Jakob Hoydis
Dr. Jakob Hoydis, Ph.D.
Principal Research Scientist, NVIDIA Corporation, Paris, France
Jakob Hoydis is a Principal Research Scientist at NVIDIA, specializing in the intersection of machine learning and wireless communications. Previously, he led a research department at Nokia Bell Labs in France. He holds a diploma in electrical engineering from RWTH Aachen University, Germany, and a Ph.D. from Supéléc, France. Dr. Hoydis is an IEEE Fellow and an 2023-24 Distinguished Industry Speaker for the IEEE Signal Processing Society. From 2019 to 2021, he chaired the IEEE COMSOC Emerging Technology Initiative on Machine Learning for Communications and served as an Editor for the IEEE Transactions on Wireless Communications. During this period, he was also an Area Editor for the IEEE JSAC Series on Machine Learning in Communications and Networks. Dr. Hoydis has received numerous awards, including the 2019 VTG IDE Johann-Philipp-Reis Prize, the 2019 IEEE SEE Glavieux Prize, the 2018 IEEE Marconi Prize Paper Award, and the 2015 IEEE Leonard G. Abraham Prize. Additionally, he was honored with the 2018 Nokia AI Innovation Award and the Nokia France Top Inventor Awards in 2018 and 2019. He is a co-author of the textbook “Massive MIMO Networks: Spectral, Energy, and Hardware Efficiency” (2017) and one of the maintainers and core developers of Sionna, a GPU-accelerated open-source link level simulator for next-generation communication systems.
How Differentiable Simulation is Driving AI Innovation in Communication Systems
Abstract: Modern AI advancements are driven by automatic differentiation frameworks that enable the hardware-accelerated computation of gradients of intricate functions such as large neural networks.
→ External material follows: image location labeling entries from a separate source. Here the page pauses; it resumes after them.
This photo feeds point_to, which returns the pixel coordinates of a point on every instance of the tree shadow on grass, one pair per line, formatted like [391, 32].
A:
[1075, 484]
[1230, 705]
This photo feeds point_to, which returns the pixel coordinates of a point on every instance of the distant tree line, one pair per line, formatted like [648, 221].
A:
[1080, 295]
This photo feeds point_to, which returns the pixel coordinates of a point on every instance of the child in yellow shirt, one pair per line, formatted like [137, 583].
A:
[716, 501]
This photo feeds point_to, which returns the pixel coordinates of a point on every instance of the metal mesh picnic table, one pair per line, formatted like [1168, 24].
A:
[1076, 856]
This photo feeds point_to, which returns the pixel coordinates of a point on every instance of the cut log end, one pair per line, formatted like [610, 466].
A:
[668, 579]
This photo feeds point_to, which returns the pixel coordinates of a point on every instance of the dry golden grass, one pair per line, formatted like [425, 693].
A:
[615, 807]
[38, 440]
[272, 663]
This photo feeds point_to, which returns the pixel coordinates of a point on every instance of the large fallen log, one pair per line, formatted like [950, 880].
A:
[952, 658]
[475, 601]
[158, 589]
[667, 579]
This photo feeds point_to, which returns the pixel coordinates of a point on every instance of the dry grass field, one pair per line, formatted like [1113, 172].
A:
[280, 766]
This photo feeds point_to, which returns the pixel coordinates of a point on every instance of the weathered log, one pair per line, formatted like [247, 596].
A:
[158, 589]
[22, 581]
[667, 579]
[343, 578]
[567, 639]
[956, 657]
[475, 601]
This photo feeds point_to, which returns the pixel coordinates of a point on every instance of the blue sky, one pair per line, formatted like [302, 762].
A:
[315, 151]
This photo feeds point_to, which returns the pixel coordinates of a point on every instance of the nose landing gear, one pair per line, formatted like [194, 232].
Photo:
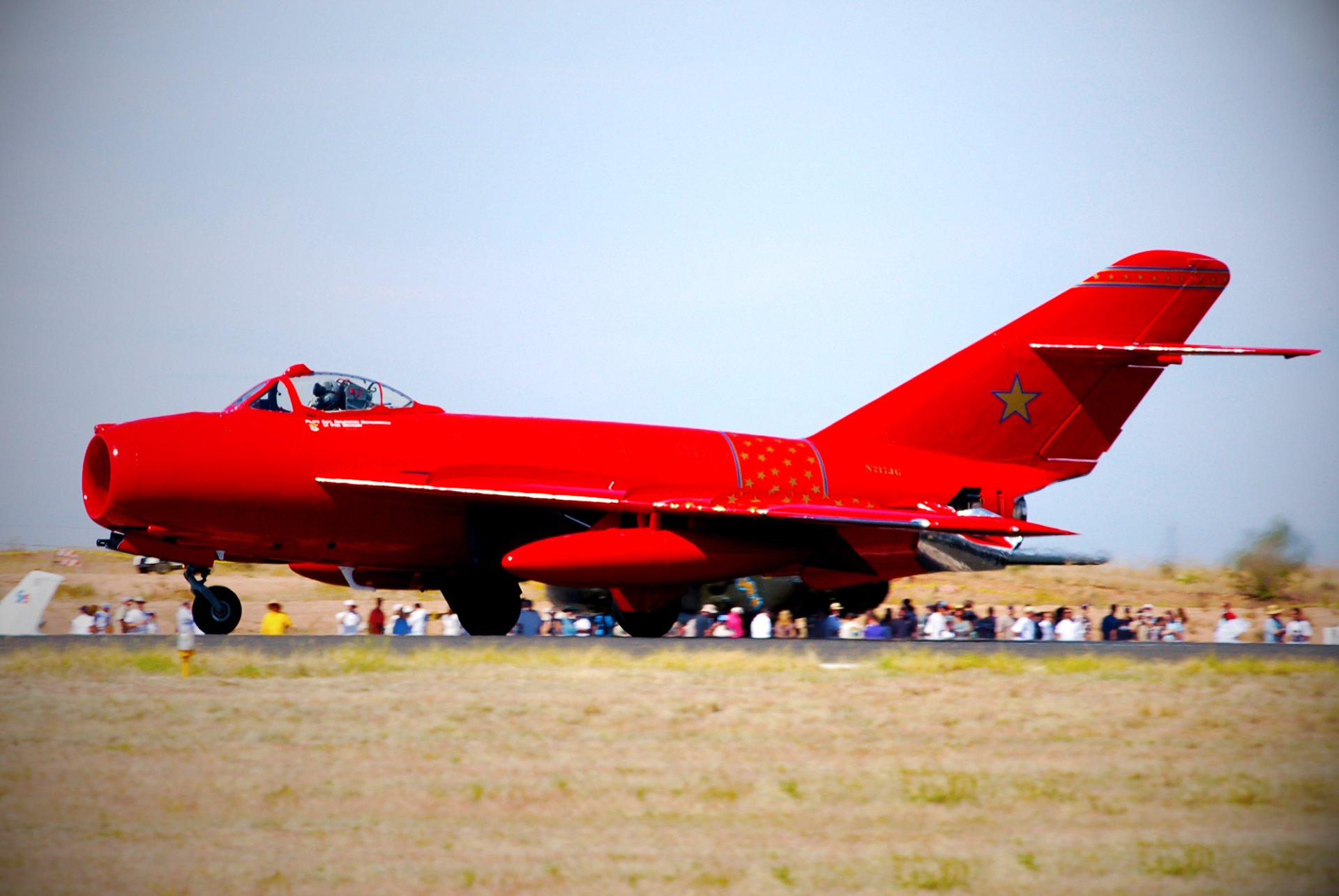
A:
[218, 609]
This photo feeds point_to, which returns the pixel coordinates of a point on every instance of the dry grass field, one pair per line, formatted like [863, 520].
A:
[102, 577]
[595, 770]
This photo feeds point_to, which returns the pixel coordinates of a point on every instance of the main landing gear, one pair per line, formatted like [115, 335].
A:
[649, 625]
[216, 608]
[487, 602]
[647, 612]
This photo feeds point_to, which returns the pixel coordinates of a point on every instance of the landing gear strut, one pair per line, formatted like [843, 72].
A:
[218, 609]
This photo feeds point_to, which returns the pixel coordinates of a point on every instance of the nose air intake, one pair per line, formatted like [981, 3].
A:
[97, 477]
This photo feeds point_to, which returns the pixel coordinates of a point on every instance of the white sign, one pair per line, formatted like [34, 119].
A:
[22, 608]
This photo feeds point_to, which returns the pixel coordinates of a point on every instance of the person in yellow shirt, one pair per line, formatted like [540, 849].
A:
[276, 622]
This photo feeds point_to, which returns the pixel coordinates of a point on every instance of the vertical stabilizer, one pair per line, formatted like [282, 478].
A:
[1004, 401]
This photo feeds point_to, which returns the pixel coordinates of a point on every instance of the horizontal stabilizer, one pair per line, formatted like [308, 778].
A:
[1157, 353]
[972, 525]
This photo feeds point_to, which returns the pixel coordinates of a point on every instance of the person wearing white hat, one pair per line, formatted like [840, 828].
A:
[418, 621]
[135, 618]
[347, 621]
[1273, 627]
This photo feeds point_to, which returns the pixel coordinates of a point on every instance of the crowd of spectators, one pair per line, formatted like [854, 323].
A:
[937, 621]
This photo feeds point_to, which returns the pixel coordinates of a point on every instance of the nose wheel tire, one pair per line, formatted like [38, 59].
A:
[650, 625]
[218, 621]
[487, 605]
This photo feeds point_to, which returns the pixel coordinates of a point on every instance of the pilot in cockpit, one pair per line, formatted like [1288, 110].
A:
[330, 397]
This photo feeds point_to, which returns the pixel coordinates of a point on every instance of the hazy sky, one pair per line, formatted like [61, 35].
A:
[733, 216]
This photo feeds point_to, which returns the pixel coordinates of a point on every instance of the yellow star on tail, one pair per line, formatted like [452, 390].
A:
[1015, 401]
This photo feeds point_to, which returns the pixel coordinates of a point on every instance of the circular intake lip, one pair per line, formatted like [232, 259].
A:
[97, 477]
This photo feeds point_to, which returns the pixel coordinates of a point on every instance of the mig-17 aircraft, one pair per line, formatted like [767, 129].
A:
[352, 483]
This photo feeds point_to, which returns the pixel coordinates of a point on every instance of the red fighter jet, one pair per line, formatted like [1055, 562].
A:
[351, 483]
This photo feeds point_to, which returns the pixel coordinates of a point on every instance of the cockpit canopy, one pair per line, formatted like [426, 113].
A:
[321, 391]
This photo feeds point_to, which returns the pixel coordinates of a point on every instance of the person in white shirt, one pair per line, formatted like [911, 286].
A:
[1298, 630]
[1230, 628]
[937, 625]
[418, 621]
[135, 618]
[347, 621]
[1273, 627]
[1069, 628]
[1047, 627]
[185, 619]
[82, 625]
[452, 625]
[1024, 628]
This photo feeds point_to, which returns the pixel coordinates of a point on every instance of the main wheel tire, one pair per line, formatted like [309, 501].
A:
[650, 625]
[487, 605]
[222, 619]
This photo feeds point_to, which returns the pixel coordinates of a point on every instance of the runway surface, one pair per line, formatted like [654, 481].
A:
[828, 651]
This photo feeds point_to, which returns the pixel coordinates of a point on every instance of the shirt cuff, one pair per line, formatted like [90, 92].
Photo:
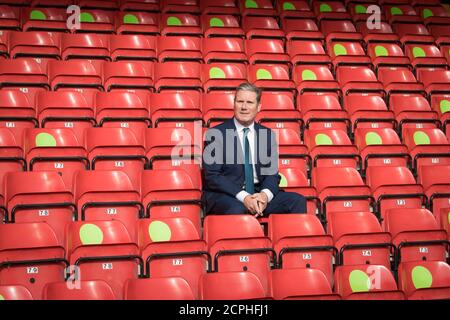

We will explore the application of such frameworks in building simulators of communication systems that are differentiable with respect to the parameters of their components, ranging from signal processing blocks to models for radio wave propagation. This capability enables not only the end-to-end optimization of communication systems for specific environments but also the calibration of these simulators using measured data. The latter aspect is essential for the development of digital twin networks, which will form the foundation of future communication technology.